Law enforcement officials blame FALN for at least 130 bombings in the United States and Puerto Rico between 1974 and 1983.
As part of the clemency offer, Clinton gave the 11 men and five women until Friday to renounce political violence and pledge to disassociate with FALN.
The separatists have already served between 14 and 19 years for crimes such as bomb-making and conspiring to commit armed robbery.
When criticized, the White House was quick to point out that the clemency offer was extended to only those "not associated with the more violent acts that led to injuries."
With this offer, Clinton has made an abrupt about-face from the terrorism policy he espoused following the embassy bombings in Kenya and Tanzania last year.
Following those incidents, the United States bombed terrorist training headquarters and launched a manhunt for alleged mastermind Osama bin Laden, while Clinton vowed that we would not bow to terrorists.
Now we are going to pardon these terrorists simply because they hail from a U.S. territory?
That is wrong.
Even President Clinton's wife now thinks so.

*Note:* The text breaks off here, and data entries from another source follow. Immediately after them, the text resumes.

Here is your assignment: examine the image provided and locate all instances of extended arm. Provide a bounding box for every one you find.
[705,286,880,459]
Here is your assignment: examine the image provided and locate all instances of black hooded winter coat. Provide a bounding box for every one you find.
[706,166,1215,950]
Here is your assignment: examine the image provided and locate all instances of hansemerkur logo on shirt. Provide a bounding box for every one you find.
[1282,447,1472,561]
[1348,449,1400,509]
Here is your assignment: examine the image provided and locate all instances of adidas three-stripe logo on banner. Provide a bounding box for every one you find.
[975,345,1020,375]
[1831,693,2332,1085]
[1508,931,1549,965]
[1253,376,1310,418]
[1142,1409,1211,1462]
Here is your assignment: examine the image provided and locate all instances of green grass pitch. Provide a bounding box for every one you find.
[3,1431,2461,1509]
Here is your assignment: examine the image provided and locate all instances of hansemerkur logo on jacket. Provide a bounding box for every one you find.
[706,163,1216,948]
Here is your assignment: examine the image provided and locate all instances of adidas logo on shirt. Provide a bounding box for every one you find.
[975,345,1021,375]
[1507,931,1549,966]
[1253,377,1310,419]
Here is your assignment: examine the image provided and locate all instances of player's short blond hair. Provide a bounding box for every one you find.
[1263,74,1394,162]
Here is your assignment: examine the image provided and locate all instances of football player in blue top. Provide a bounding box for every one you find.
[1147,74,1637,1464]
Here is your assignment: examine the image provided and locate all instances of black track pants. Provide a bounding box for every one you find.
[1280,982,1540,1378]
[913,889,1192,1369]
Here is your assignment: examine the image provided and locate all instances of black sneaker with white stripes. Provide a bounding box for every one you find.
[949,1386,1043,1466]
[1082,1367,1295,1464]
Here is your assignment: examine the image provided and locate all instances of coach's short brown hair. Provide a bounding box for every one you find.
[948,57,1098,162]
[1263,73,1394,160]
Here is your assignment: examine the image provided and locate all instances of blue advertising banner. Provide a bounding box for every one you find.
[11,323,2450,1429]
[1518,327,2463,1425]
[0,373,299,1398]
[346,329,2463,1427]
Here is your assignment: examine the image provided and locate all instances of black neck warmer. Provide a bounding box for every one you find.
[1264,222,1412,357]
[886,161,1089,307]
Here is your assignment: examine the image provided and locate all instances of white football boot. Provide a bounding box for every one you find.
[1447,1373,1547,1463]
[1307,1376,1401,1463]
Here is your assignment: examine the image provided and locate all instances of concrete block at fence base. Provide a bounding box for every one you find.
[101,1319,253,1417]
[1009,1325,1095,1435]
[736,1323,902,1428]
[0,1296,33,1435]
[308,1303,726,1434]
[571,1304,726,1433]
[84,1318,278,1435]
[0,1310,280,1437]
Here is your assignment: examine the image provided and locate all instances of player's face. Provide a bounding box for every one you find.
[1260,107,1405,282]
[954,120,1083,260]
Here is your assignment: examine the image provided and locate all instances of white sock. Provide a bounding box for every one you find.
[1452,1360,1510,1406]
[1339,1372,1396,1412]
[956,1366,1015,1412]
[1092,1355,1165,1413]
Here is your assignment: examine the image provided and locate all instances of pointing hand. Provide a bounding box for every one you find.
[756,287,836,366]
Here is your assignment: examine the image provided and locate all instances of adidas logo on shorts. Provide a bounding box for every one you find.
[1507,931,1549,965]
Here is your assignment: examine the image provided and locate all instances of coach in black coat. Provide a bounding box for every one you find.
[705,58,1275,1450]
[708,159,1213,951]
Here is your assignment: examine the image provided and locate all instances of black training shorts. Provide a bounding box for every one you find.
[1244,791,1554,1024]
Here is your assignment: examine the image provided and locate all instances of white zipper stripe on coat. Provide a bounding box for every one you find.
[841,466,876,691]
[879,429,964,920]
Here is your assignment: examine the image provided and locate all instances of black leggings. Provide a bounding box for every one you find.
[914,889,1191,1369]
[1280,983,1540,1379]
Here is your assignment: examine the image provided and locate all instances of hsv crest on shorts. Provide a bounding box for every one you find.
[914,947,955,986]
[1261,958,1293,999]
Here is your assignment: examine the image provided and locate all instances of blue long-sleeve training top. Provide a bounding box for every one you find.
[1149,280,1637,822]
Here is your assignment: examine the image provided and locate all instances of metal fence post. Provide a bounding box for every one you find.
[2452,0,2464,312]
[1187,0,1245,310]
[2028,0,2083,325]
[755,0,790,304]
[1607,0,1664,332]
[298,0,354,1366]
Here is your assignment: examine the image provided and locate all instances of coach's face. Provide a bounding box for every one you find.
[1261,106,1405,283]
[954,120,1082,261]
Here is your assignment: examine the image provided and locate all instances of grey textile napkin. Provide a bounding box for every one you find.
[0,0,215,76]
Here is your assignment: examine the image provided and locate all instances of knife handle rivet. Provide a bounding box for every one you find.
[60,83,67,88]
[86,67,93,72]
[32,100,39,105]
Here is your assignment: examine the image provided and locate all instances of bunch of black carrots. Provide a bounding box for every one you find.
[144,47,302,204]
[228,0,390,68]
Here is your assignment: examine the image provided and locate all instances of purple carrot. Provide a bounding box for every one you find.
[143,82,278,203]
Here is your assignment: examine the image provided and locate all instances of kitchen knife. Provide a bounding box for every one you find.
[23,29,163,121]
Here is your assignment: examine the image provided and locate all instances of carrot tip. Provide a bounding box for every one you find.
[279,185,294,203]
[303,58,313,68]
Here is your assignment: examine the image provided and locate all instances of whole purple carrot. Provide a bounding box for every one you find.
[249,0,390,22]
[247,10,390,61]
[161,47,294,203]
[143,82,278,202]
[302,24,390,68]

Speculation abounds that the president offered clemency to this group to help his wife's chances in next year's New York Senate race.
Initially, Hillary Clinton supported clemency, but with a move out of her husband's play book she reversed her position last weekend.
Regardless of the motives, this is simply a bad idea. The United States should not condone terrorism in any form.
Clemency only reinforces terrorists' actions, and any pledge to denounce violence on their part would hardly be worth the paper it was printed on.
-This staff editorial appeared in the Daily Nebraskan, the University of Nebraska's student newspaper, last Wednesday.